Do they use Zyklon-B? Posted by Orrin Judd at June 7, 2007 7:17 AM
Wonder if they eat pork? If you're squeamish about a chicken, you'll never go near a pig. They're big, squeal, and they know it's coming.
Posted by: Rick T. at June 7, 2007 8:18 AMSarcastic comment: She should have called Rudy Guiliani.
Serious comment: In a hunting and fishing family, the kids learn where meat and fish come from.
Posted by: Lou Gots at June 7, 2007 9:11 AMWhy is the left's ultimate solution always to build a gas chamber? They can't handle killing a chicken for food? Why don't they just pretend it's an unborn baby. Then they'll be lining up to kill. Or they could put little G.W.Bush masks on the chickens and have at it.
Posted by: lebeaux at June 7, 2007 11:07 AMVia CQ: The Senate's immigration-reform coalition took a big hit a few moments ago. The upper chamber refused cloture on the comprehensive reform bill, meaning that unlimited debate will continue for the foreseeable future. The motion asked to limit the debate to 30 more hours, which would have produced a vote early next week at the latest.
This puts Harry Reid in a tough spot. He originally said that he would take immigration off the calendar if it could not be resolved by Monday. He now has to ask for another cloture vote, which would have to take place tomorrow at the earliest -- and given that only 33 people voted to end debate, he has an almost insurmountable obstacle to success.

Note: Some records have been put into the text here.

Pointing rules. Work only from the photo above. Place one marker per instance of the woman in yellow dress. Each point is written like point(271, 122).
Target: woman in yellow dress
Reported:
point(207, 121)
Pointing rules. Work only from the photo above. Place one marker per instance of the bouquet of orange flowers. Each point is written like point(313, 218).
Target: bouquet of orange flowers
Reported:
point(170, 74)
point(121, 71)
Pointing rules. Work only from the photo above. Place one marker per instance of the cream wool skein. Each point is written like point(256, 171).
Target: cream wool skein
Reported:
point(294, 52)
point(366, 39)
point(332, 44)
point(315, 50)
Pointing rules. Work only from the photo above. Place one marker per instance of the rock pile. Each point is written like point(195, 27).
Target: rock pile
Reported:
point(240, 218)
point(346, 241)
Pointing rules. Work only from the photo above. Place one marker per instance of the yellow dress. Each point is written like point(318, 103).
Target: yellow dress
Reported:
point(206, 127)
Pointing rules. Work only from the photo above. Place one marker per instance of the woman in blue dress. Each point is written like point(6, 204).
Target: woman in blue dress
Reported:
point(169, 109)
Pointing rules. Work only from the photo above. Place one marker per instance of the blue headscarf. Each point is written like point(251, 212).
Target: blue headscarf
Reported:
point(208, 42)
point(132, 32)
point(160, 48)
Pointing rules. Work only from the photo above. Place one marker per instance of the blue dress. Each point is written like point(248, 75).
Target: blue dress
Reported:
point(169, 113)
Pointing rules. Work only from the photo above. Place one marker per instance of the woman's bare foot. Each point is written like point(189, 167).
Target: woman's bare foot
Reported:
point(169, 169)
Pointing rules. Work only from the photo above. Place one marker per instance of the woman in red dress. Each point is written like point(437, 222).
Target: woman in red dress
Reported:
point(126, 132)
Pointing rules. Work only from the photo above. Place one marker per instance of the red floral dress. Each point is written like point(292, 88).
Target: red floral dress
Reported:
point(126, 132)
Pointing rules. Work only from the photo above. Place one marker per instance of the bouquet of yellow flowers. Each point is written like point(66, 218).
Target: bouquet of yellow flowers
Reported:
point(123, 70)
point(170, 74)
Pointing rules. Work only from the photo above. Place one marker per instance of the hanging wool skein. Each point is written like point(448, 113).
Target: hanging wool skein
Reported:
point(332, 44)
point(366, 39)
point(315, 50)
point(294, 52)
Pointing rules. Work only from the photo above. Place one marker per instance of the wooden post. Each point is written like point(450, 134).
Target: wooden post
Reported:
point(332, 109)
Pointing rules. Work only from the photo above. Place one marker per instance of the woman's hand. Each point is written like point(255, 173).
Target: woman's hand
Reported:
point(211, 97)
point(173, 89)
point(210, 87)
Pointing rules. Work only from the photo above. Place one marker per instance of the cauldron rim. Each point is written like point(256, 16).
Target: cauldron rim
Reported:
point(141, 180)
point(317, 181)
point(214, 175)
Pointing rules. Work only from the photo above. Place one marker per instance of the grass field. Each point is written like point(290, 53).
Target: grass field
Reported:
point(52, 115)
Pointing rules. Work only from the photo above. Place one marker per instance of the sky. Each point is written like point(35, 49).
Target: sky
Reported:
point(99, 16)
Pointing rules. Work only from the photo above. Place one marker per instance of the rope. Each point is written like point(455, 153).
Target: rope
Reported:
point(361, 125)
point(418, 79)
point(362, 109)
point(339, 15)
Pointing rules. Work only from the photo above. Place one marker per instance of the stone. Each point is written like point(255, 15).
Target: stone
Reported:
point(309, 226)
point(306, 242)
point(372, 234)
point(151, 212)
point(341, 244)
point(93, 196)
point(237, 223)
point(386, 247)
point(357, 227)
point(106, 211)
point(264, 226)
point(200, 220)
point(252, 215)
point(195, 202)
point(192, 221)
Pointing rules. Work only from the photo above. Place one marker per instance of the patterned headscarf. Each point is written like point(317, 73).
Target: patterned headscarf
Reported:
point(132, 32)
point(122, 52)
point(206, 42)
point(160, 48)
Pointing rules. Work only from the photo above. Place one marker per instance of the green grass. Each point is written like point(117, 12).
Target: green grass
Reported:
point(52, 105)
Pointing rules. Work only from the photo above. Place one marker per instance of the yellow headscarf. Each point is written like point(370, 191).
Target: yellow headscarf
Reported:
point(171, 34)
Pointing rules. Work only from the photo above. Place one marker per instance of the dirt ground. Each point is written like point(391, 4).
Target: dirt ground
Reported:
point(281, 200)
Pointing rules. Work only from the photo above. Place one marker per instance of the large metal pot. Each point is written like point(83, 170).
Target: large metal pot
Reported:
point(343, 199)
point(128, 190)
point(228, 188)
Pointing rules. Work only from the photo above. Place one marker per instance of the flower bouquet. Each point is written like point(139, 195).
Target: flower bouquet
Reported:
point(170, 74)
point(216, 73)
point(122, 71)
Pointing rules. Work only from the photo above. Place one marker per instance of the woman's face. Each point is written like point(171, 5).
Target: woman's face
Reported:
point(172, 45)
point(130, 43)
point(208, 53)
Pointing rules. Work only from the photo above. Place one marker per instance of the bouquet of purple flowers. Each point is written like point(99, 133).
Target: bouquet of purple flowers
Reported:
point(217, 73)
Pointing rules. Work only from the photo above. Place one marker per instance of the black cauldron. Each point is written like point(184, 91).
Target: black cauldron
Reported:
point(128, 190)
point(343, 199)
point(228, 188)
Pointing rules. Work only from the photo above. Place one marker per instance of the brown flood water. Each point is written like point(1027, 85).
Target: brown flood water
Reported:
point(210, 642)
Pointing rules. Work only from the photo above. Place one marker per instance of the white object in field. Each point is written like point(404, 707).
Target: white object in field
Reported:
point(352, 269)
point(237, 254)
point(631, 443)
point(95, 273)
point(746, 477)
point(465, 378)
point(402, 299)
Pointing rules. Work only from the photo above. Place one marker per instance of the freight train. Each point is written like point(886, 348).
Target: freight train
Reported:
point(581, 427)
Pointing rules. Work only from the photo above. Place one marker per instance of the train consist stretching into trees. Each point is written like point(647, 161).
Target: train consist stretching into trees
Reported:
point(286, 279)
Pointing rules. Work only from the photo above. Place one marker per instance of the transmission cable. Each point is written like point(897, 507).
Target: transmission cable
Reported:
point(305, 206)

I think the immigration bill just died. More in a moment.
Posted by: Sandy P at June 7, 2007 11:21 AMGood to see the system work, Sandy. Let's hope the opposing factions keep fighting until the lynch mob moves on.

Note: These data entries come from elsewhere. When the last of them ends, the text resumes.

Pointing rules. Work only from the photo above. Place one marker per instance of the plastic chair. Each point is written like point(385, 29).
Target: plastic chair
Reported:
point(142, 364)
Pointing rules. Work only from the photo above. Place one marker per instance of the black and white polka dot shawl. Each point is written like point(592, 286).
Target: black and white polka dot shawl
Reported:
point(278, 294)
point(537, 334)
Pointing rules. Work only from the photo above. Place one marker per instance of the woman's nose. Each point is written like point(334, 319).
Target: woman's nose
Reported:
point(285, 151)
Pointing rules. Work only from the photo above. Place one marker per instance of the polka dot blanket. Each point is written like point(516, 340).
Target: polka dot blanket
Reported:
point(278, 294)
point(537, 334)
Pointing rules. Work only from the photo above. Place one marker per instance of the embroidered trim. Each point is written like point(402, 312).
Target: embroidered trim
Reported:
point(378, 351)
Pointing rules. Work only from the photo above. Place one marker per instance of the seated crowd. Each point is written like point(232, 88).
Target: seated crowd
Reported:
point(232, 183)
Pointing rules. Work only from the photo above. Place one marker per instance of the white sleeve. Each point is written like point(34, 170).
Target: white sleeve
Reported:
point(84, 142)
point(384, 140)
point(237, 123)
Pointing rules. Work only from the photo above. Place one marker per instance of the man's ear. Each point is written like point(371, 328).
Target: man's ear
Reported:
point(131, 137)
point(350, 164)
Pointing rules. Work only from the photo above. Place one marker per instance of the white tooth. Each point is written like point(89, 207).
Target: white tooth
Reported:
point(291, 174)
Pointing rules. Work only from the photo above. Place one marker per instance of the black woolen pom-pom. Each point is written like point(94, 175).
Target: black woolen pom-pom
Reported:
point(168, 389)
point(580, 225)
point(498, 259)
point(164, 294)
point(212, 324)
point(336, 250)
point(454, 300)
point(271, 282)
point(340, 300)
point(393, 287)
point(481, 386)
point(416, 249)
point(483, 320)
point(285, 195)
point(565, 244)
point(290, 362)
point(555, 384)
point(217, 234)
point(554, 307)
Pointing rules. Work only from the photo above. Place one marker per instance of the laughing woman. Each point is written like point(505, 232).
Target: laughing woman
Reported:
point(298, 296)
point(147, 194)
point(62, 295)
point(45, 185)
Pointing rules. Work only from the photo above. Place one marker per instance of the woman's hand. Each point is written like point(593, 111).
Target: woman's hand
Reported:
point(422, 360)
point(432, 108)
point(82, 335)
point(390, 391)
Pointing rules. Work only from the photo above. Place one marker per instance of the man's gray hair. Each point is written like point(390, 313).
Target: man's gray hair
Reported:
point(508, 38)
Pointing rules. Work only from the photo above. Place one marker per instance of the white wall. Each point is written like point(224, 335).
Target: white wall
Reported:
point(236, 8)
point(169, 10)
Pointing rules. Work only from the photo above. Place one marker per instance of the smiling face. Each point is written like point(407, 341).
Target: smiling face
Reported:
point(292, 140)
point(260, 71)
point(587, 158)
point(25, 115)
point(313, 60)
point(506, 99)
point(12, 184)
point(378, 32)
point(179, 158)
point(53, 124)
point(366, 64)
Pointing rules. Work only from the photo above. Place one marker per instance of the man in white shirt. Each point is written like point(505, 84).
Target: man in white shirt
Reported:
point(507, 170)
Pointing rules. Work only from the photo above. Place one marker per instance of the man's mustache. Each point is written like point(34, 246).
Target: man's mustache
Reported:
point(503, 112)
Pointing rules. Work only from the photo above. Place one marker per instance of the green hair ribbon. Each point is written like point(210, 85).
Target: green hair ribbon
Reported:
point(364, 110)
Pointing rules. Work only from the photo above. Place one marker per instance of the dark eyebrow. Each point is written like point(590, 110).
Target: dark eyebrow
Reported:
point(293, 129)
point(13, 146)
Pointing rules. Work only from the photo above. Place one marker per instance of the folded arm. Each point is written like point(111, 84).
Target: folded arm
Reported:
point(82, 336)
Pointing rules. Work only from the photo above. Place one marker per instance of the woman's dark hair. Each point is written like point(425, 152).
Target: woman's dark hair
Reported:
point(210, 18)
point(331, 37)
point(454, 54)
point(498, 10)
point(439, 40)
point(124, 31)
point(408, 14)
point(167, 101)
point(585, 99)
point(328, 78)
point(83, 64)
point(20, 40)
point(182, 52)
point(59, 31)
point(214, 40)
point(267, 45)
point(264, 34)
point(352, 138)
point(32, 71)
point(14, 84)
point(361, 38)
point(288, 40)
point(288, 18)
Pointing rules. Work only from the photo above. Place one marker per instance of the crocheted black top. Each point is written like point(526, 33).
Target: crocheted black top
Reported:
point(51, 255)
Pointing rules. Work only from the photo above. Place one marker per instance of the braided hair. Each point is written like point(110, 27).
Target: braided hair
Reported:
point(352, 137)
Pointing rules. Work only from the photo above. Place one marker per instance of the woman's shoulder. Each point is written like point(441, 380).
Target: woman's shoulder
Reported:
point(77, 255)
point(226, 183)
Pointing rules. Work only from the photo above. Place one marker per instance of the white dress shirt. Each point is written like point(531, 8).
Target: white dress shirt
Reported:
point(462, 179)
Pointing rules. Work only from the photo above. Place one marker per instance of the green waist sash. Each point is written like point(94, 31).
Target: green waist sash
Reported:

Posted by: Robert Mitchell Jr. at June 7, 2007 2:02 PMWell, anyway, when we first started processing chickens it was a mess. We used an ax and had the chicken strapped down on a board, like a 15th century heretic. Blood everywhere and the bird afterwards was in no position to be eaten.

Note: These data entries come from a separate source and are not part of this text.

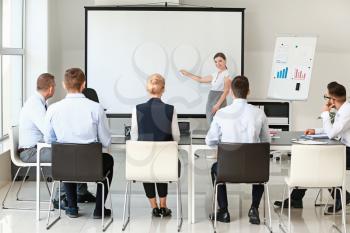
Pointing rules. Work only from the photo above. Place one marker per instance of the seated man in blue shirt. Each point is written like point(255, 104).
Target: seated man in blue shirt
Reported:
point(239, 122)
point(31, 130)
point(76, 119)
point(335, 98)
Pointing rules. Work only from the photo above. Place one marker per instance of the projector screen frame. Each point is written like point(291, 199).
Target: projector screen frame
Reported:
point(159, 8)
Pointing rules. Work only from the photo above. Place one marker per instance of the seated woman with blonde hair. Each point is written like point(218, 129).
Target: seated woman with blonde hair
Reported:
point(155, 121)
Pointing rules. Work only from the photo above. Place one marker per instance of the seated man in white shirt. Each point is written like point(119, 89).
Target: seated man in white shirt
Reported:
point(76, 119)
point(239, 122)
point(335, 98)
point(31, 131)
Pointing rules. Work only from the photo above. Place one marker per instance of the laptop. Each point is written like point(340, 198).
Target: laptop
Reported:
point(199, 133)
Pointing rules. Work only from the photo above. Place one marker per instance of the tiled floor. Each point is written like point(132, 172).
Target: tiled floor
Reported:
point(309, 219)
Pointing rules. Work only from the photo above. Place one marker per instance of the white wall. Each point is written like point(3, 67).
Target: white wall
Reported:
point(264, 20)
point(36, 43)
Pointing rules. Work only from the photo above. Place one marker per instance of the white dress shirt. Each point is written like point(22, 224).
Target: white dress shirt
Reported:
point(218, 81)
point(340, 127)
point(76, 119)
point(239, 122)
point(134, 132)
point(31, 121)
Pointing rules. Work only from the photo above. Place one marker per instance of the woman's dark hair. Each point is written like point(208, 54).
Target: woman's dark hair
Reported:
point(222, 55)
point(91, 94)
point(337, 90)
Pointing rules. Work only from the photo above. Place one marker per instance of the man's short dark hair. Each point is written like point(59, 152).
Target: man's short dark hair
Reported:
point(337, 90)
point(240, 86)
point(74, 78)
point(45, 81)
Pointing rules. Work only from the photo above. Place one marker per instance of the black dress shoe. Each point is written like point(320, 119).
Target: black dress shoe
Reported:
point(221, 216)
point(253, 215)
point(72, 212)
point(165, 212)
point(156, 212)
point(64, 204)
point(87, 197)
point(297, 204)
point(98, 214)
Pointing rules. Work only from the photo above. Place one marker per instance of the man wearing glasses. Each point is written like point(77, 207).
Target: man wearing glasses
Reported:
point(335, 98)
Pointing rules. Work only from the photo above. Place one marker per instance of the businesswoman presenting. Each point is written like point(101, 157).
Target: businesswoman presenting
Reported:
point(220, 85)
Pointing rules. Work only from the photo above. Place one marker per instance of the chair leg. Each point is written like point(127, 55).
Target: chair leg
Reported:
point(178, 202)
point(13, 182)
point(343, 211)
point(319, 195)
point(283, 196)
point(343, 203)
point(126, 199)
point(44, 178)
point(289, 210)
point(326, 205)
point(268, 206)
point(48, 224)
point(20, 187)
point(104, 227)
point(334, 201)
point(215, 206)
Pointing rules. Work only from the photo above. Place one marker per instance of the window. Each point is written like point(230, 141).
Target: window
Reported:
point(11, 62)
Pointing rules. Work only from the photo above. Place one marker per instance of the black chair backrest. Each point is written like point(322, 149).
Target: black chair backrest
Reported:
point(77, 162)
point(243, 162)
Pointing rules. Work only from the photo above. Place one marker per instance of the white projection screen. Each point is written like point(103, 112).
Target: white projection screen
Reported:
point(124, 45)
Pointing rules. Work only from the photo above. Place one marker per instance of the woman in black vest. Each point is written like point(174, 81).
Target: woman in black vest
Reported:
point(155, 121)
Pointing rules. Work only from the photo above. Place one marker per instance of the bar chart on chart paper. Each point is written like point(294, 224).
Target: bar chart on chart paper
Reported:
point(291, 69)
point(299, 74)
point(282, 73)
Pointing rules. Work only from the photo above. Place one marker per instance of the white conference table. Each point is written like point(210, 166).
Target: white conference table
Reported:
point(281, 143)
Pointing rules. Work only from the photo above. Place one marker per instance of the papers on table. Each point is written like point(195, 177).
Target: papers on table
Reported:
point(316, 136)
point(310, 142)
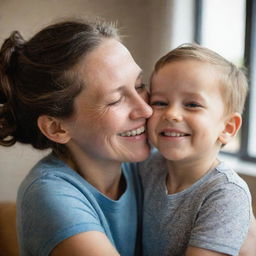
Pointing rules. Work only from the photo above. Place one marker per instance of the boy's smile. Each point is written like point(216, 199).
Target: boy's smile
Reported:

After some research, we started using a killing cone. A killing cone is essentially a tin cone with the tip cut off. You place the bird upside down in the cone so that its head sticks out the narrow end. The blood rushes to its head and it passes out. Then you take your handy ultra-sharp knife and slit the creature's throat. It bleeds out rapidly and the blood is much less likely to spray all over the place. Plus, the bird can't flop around on the ground which, while amusing, tends to bruise the meat.
I don't know why this lady had such a hard time in sustainable ag forums. We first learned of the Wizbang Plucker from a sustainable ag mailing list. That plucker, coupled with other improvements in our efficiency means we can do almost 150 birds in a weekend, whereas we were previously limited to maybe 20.
Another thought. Hunters dispatch wounded game all the time. A Ringneck is just a wild chicken, after all.
One does this as quickly as possible. It is one of things to which we say, "yes," when we venture afield with the gun.